Personal information
- Born: 10 May 1981 (age 45) Eger, Hungary

Chess career
- Country: Hungary
- Title: Grandmaster (1998)
- FIDE rating: 2561 (July 2026)
- Peak rating: 2623 (January 2003)
- Peak ranking: No. 72 (January 2003)

= Péter Ács =

Hungarian chess grandmaster (born 1981)

Péter Ács (born 10 May 1981 in Eger, Hungary) is a Hungarian chess grandmaster (GM). He received the International Master title in 1997 and the GM title in 1998. In 2001, he won the World Junior Chess Championship. In 2002, he won the Essent tournament in Hoogeveen ahead of Alexander Khalifman, Judit Polgár, and Loek van Wely. He has represented Hungary at the 2000, 2002, and 2004 Chess Olympiads.

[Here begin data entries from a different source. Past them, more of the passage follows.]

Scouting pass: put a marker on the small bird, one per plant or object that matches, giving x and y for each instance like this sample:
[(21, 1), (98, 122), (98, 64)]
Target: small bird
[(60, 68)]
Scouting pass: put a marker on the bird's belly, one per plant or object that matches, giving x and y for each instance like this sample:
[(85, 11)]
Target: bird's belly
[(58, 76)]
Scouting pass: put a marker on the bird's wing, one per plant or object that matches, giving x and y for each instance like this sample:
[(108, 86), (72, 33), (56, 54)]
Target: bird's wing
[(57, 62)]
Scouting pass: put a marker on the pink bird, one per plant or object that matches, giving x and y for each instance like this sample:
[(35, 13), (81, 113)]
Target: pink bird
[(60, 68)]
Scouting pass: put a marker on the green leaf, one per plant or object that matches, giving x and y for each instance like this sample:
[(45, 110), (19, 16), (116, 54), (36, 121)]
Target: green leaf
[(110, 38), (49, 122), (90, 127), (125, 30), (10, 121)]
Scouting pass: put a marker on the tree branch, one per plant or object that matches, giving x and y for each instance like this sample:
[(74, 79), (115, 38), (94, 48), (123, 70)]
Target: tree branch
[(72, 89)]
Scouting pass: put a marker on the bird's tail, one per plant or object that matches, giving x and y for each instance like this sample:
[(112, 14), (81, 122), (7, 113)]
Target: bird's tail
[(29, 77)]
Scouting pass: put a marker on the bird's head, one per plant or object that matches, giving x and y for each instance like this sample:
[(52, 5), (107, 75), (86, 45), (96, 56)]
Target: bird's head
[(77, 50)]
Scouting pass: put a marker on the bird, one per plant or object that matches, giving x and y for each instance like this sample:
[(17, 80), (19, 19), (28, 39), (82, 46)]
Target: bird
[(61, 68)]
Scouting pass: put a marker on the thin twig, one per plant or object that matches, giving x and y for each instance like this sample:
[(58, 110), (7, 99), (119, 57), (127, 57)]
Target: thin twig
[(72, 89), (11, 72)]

His best results include: 3rd at the World U16 Championship; 1st at the First Saturday in Budapest 1997; 1st at the First Saturday in Budapest 1998; 1st at Budapest 1999; 1st at Essent 2002; 2nd at Pardubice 2002; 1st at the György Marx Memorial in Paks 2007.

Ács reached his peak Elo rating of 2623 on the January 2003 FIDE World Rankings.